At least for now… So this is me apologising for my tremendous absence probably right before I go another long while without posting. But you know what? I’m not sorry.
My life has been great. I don’t know what is going on in the universe but the stars have turned around for me and have given me a fucking break. I feel so happy and so free.
I mean, I needed a few days to breathe since I’ve been back in Canada. But I think I’m okay now. I’m ready to get back into my blogging rhythm.
Everything has been going so ridiculously well. My job started on Monday and I love it. I haven’t started any actual work yet but everyone is so kind and chill and I am going to be learning so many things that I’m just eager to get working. My sleeping schedule is so on point. I’m eating healthier (although who knows how long that will last). I’m even trying to be more active- not like hardcore or anything but just enough to enjoy the feeling of not being lazy. I honestly feel like a whole new person but yet the person that I know I need to be. Is that so weird that I can change so quickly and so easily yet not exactly know what triggered it?
MY TRIP. Ahhhh my trip. Okay.
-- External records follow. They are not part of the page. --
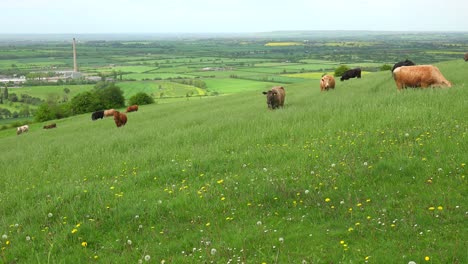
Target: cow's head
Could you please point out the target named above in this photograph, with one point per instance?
(272, 99)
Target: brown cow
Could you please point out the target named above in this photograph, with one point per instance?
(22, 129)
(53, 125)
(275, 97)
(132, 108)
(120, 118)
(109, 112)
(419, 76)
(327, 82)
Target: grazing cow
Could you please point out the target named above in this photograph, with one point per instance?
(419, 76)
(403, 63)
(327, 82)
(132, 108)
(98, 114)
(275, 97)
(109, 112)
(120, 118)
(351, 74)
(22, 129)
(53, 125)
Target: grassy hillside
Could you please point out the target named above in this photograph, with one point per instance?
(359, 174)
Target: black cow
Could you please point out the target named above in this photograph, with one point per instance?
(403, 63)
(351, 74)
(97, 114)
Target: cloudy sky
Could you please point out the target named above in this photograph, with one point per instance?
(216, 16)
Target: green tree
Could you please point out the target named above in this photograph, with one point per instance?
(340, 70)
(141, 99)
(85, 102)
(110, 95)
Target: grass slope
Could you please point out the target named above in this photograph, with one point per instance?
(359, 174)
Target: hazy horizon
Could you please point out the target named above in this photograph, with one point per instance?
(237, 16)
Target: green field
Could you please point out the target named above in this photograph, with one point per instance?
(360, 174)
(228, 86)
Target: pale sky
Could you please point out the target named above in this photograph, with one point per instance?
(234, 16)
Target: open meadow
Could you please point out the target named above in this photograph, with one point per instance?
(360, 174)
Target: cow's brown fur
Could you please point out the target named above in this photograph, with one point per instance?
(419, 76)
(53, 125)
(275, 97)
(120, 119)
(327, 82)
(22, 129)
(132, 108)
(109, 112)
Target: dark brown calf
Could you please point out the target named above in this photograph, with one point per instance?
(275, 97)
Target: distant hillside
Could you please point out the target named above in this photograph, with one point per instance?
(360, 174)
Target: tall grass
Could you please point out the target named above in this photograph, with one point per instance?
(359, 174)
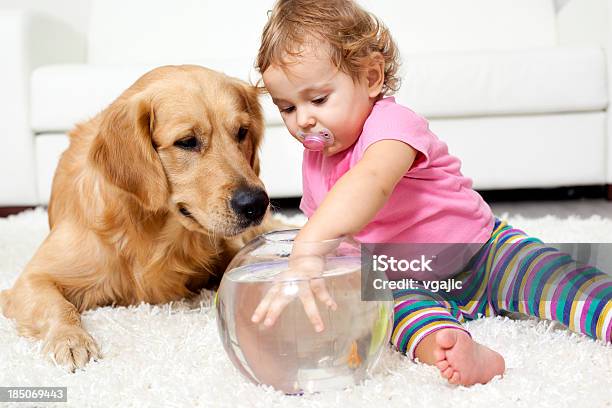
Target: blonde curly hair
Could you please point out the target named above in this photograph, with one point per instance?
(352, 34)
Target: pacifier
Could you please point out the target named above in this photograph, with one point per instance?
(316, 141)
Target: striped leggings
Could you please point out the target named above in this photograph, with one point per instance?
(511, 273)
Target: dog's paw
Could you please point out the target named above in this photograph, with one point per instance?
(71, 347)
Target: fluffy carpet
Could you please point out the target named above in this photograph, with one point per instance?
(170, 355)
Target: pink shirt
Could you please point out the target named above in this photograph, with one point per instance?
(432, 203)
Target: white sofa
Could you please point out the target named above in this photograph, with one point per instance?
(520, 110)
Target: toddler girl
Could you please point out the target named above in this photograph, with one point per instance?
(373, 170)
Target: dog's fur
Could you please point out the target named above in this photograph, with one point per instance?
(141, 212)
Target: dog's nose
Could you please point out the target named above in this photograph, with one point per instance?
(250, 203)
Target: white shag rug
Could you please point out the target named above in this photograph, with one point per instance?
(171, 355)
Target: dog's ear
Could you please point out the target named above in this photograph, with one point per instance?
(250, 95)
(123, 151)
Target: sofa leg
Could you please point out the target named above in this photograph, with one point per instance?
(6, 211)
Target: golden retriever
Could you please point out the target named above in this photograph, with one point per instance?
(149, 203)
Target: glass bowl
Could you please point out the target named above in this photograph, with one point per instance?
(290, 355)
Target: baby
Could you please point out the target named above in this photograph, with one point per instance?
(373, 170)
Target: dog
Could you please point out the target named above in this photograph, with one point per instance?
(150, 202)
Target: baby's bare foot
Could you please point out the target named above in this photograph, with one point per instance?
(463, 361)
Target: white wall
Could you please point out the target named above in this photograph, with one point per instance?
(582, 22)
(73, 12)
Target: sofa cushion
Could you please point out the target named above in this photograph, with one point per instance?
(159, 31)
(538, 80)
(63, 95)
(458, 84)
(459, 25)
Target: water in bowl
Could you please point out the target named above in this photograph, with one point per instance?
(290, 355)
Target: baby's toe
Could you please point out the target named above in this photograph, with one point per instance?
(442, 365)
(448, 373)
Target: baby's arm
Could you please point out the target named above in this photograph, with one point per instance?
(351, 204)
(360, 193)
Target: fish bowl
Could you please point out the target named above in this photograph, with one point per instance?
(290, 355)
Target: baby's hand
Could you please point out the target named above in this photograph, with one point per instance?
(303, 278)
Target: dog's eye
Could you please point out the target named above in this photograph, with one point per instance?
(242, 132)
(188, 143)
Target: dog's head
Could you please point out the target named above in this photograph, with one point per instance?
(184, 139)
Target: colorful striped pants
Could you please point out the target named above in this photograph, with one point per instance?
(511, 273)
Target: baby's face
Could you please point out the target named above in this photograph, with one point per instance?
(312, 94)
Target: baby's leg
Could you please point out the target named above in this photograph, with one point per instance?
(428, 328)
(531, 278)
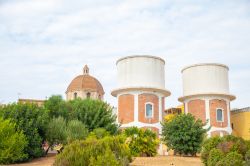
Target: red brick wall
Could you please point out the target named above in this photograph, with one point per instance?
(144, 98)
(217, 133)
(154, 129)
(126, 108)
(197, 108)
(213, 105)
(163, 107)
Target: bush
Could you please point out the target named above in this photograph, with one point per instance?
(94, 114)
(215, 156)
(76, 130)
(12, 143)
(247, 155)
(60, 132)
(106, 151)
(231, 159)
(57, 107)
(184, 134)
(226, 144)
(56, 131)
(207, 146)
(32, 120)
(99, 133)
(141, 142)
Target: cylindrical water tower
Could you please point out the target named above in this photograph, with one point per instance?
(206, 95)
(141, 93)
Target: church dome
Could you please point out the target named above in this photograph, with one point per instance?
(85, 82)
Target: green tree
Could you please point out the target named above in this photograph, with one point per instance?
(141, 142)
(56, 131)
(231, 159)
(12, 143)
(56, 107)
(32, 120)
(76, 130)
(184, 134)
(94, 114)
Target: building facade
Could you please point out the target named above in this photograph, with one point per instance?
(206, 95)
(141, 92)
(85, 86)
(240, 122)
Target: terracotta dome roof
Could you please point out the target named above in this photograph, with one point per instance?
(85, 82)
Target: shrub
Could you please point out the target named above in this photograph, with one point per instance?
(231, 159)
(247, 155)
(32, 120)
(56, 131)
(106, 151)
(12, 143)
(215, 156)
(141, 142)
(57, 107)
(76, 130)
(184, 134)
(226, 144)
(94, 114)
(99, 133)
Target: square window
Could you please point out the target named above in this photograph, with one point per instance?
(149, 110)
(219, 115)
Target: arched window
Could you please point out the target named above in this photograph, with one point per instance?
(88, 95)
(75, 95)
(149, 110)
(219, 115)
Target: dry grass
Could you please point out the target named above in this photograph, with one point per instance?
(139, 161)
(43, 161)
(167, 161)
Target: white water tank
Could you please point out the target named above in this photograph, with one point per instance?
(205, 78)
(147, 71)
(141, 71)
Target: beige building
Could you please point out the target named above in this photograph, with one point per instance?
(206, 95)
(85, 86)
(33, 101)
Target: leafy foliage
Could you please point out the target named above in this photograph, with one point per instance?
(94, 114)
(226, 145)
(12, 143)
(99, 133)
(32, 120)
(215, 156)
(231, 159)
(56, 131)
(76, 130)
(105, 151)
(184, 134)
(60, 132)
(141, 142)
(57, 107)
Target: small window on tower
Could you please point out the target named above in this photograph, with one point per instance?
(88, 95)
(75, 95)
(219, 115)
(149, 110)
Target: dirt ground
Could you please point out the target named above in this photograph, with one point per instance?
(43, 161)
(167, 161)
(139, 161)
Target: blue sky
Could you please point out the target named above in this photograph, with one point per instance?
(45, 43)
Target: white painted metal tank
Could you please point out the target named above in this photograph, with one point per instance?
(141, 71)
(206, 78)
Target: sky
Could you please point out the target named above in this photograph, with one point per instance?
(44, 44)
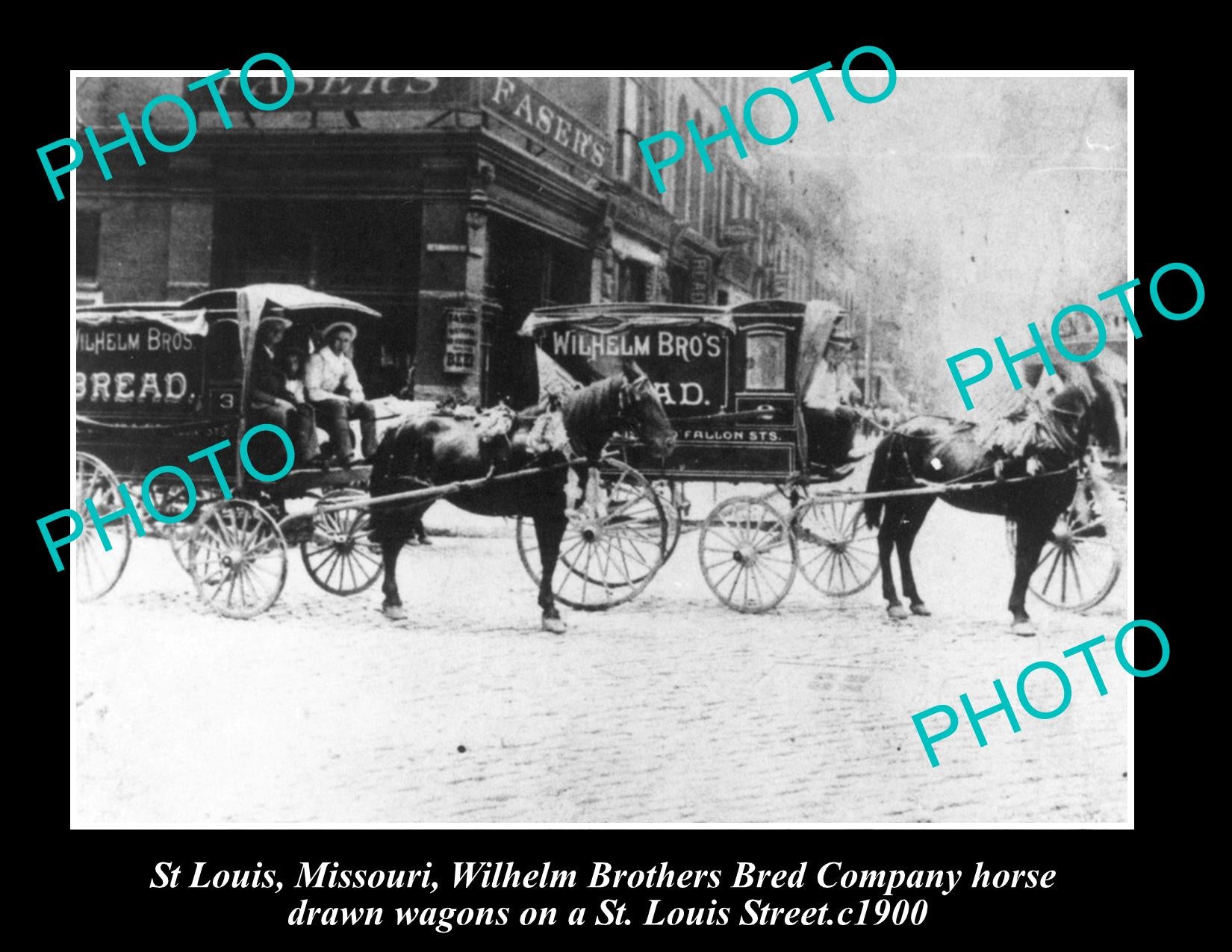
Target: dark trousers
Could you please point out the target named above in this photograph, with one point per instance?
(334, 417)
(299, 425)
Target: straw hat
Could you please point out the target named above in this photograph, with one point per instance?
(340, 326)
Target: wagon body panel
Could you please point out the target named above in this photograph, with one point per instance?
(729, 379)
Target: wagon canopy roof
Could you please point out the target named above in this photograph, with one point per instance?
(284, 297)
(184, 322)
(191, 316)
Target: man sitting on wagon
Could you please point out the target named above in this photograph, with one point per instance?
(830, 417)
(334, 391)
(271, 400)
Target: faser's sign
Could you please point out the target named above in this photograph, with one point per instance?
(549, 123)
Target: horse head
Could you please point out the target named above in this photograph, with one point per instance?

So I went to Greece. If you haven’t been reading my blog for the past month/haven’t talked to me in person for at least 5 minutes/haven’t creeped me on multiple social media sites, you would know that. I’ve been before with my high school class and the grade above but we split 3 days total between Delphi and Athens. That was nothing. THIS TRIP. This trip was amazing. I have already told you about my time in Athens, which feels like SOOO long ago. The last day I blogged, I was so ready to meet all of the tour group and now, after six days of being basically inseparable, I feel like I know everyone so well. And I miss them very much.
I want to tell you so much more about my trip. And maybe I will one more day. But I have two reasons for why I will not for now:
1. I would talk your ear off for days. Literally. This could be a never-ending blog post.
2. I would miss everything. I would miss the weather, the food, the sights, THE PEOPLE. I just would. My man Holden Caulfield said it best…
Don’t ever tell anybody anything. If you do, you start missing everybody.